A client of mine, Ron Franscell (www.ronfranscell.com) tells me Texas journalists have a term, ‘caliche dust’, named for the gritty alkaline dust carried on the wind down there, settling on and in everything. It’s also used to describe a level of depth of detail, of knowledge and attention, that can transport a story from simple reporting of facts to true story-telling. Ron certainly had ‘good caliche dust’ on his work in The Darkest Night (St. Martin’s Press, 2008), when he spent a cold, black night huddled on the steep walls of a river canyon beneath a bridge outside Casper, Wyoming, hoping to gain some insight into the terror his childhood neighbor must have felt as she clung to those same rocks some thirty years earlier, battered, freezing, waiting for dawn and not knowing if the light would bring rescue, or her waiting killers back to finish the work they’d begun when they’d hurled her and her baby sister from the trestle a hundred feet above. It’s the type of insight a writer only gains with first-hand research.
As a writer, you must never rely on images from television, movies or current fiction to be a source of accurate information. Want to learn how a victim of a violent assault might react? Interview crime survivors, emergency room staff, psychologists, and hotline workers. Want to get a feel for courtroom action if you’re not an attorney yourself? Sit in, often, on different judges, different types of cases, in different settings, as well as interviewing legal professionals. Make notes of small details that will help you create setting and characterization, the grooves worn into the stone steps by decades of use, the fatigue of the overworked court clerk as yet more files are piled on her desk (so easy for one to slip away, to be overlooked), and ticking of the old-fashioned clock on the wall that sounds deafeningly loud in the silence before a decisive moment.
Use multiple first-hand sources. Just as a number of witnesses to an event may remember the incident differently, each source may also remember or stress a specific detail no one else observed. Attention to small details will layer on that caliche dust a writer needs to make his story stand out. It might mean a road trip to a seemingly minor setting, or a face-to-face meeting rather than a long-distance phone call, but you’ll bring away a wealth of grit and texture you would have otherwise missed.
Even in an historical piece, it’s possible to use first-hand sources to help develop a depth of authenticity. First-hand period accounts, like diaries and journals, and even information gleaned from archived copies of period publications and even commercial catalogs (Sears & Roebuck is an amazing time capsule), will help establish details of your characters’ lives. But don’t stop digging simply because you’ve located the answer to a question you had. Successful writers often gather and study ten times the amount of research materials they eventually use in their stories, and that depth of knowledge and understanding subtly enriches and educates the work, and often becomes the grist and inspiration for future projects.
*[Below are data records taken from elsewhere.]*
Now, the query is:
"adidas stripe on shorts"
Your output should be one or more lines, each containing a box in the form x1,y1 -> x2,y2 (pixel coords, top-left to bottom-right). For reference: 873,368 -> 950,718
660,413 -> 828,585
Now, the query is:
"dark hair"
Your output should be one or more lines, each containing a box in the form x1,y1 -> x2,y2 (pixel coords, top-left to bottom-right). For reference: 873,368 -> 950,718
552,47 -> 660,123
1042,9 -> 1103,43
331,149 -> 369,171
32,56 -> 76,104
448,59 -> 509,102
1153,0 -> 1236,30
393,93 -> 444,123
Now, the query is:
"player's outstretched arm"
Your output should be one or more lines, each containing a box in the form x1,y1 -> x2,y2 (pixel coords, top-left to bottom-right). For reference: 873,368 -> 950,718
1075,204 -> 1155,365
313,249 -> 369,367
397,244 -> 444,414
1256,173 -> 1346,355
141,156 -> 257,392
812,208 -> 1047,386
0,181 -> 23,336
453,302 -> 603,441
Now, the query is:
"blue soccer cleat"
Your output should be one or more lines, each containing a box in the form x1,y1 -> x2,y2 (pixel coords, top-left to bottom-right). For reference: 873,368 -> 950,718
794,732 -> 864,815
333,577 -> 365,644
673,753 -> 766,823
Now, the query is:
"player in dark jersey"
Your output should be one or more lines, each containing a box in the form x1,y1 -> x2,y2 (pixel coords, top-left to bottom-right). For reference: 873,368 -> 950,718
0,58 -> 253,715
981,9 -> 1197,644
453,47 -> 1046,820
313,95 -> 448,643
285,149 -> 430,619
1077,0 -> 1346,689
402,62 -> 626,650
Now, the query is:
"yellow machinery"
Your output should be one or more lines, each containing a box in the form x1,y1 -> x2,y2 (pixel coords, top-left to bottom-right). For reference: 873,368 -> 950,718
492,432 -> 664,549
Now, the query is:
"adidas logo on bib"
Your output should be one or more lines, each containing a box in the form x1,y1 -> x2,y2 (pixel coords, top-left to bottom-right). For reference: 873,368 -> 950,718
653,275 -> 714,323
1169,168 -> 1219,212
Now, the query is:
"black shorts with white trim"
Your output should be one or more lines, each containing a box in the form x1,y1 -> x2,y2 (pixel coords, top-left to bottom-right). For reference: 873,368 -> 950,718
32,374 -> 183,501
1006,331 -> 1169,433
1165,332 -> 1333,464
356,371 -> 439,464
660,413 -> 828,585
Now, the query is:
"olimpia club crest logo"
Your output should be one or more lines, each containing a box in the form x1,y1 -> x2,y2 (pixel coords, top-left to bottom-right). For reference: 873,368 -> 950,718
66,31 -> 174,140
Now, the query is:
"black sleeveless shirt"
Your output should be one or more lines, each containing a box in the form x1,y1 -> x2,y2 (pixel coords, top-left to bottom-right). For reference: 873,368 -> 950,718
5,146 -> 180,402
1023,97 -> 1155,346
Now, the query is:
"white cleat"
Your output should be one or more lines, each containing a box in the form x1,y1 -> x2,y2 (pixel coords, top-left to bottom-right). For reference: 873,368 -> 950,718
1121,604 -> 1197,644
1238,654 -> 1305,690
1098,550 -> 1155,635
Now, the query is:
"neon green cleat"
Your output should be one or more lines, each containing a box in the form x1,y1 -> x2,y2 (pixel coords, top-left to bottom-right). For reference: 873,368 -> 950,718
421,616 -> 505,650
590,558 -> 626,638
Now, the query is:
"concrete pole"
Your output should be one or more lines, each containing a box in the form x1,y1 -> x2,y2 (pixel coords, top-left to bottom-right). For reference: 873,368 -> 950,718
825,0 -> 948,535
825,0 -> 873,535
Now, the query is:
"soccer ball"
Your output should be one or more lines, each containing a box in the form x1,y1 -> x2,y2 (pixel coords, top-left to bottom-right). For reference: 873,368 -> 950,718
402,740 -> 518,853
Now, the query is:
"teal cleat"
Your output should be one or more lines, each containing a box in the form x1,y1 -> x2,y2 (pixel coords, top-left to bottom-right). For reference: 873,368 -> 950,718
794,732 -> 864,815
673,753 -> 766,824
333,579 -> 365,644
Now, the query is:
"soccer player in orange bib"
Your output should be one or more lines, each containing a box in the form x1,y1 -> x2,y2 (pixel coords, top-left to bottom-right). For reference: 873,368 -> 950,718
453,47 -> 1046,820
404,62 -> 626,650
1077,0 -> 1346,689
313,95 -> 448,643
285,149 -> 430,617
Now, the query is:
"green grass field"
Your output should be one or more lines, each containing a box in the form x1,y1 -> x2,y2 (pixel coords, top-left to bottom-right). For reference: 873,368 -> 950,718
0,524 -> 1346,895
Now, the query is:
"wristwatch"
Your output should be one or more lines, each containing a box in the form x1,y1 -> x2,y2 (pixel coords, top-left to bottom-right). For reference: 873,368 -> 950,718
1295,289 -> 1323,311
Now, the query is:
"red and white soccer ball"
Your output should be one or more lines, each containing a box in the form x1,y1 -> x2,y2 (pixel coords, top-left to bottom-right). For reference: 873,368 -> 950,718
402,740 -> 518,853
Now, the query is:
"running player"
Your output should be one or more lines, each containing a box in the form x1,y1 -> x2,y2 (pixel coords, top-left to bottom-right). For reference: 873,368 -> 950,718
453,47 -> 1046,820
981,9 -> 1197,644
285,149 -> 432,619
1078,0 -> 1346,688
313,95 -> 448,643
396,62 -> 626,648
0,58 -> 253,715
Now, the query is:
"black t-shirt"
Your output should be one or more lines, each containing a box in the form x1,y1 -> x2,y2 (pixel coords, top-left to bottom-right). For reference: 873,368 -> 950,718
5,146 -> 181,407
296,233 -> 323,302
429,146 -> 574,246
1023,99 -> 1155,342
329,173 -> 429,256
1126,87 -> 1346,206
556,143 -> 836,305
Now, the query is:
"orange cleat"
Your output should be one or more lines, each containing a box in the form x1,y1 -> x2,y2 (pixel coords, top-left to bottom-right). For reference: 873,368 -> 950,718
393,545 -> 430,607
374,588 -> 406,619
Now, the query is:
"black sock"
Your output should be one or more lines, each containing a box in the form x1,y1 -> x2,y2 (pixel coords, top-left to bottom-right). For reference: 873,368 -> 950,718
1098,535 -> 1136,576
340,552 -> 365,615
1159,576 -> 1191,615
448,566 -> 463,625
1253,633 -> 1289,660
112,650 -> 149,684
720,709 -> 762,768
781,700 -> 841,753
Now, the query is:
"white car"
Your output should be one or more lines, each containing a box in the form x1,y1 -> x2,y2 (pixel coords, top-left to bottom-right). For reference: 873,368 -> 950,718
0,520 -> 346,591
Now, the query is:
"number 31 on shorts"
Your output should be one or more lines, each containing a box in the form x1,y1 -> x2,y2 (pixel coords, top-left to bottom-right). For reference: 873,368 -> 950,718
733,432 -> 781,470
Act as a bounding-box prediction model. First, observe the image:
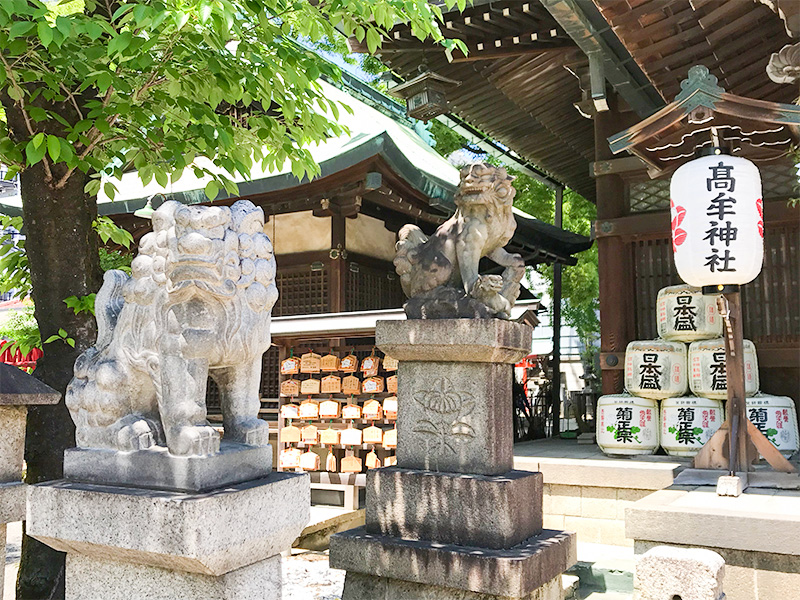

Never shortchange your story, or yourself, by relying exclusively on someone else’s footwork. In seeking first-hand knowledge, you’ll bring a fresh perspective to a story (your own!) that will make all the difference.
My Five Steps to Finding an Agent by Mark Troy
Step 1. Write a great book. This should go without saying, but I am always surprised when I meet writers who are looking for an agent before finishing their book. Not only should the book be finished, it should be the best you can make it.
Step 2. Write a killer query. For a light-hearted but informative article on query letters, see Nathan Bransford's blog,
Step 3. Compile a list of agents. Helen Ginger has some good suggestions for compiling your list. Other sources of agents are Agent Query and Jeff Herman's guide to literary agents.
Step 4. Send queries in batches of 10. Revise your query letter until three or four out of ten yield requests for more material. Now you know the query is effective, do the same with the requests for partials.
Step 5. Don't give up. You might have to contact 100 agents, but persistence will pay off. Look on each rejection as an opportunity to revise the book and make it better.
1 comment:
Sending queries in batchs of 10 sounds like a good plan. Always have something ele in the mail when one comes back.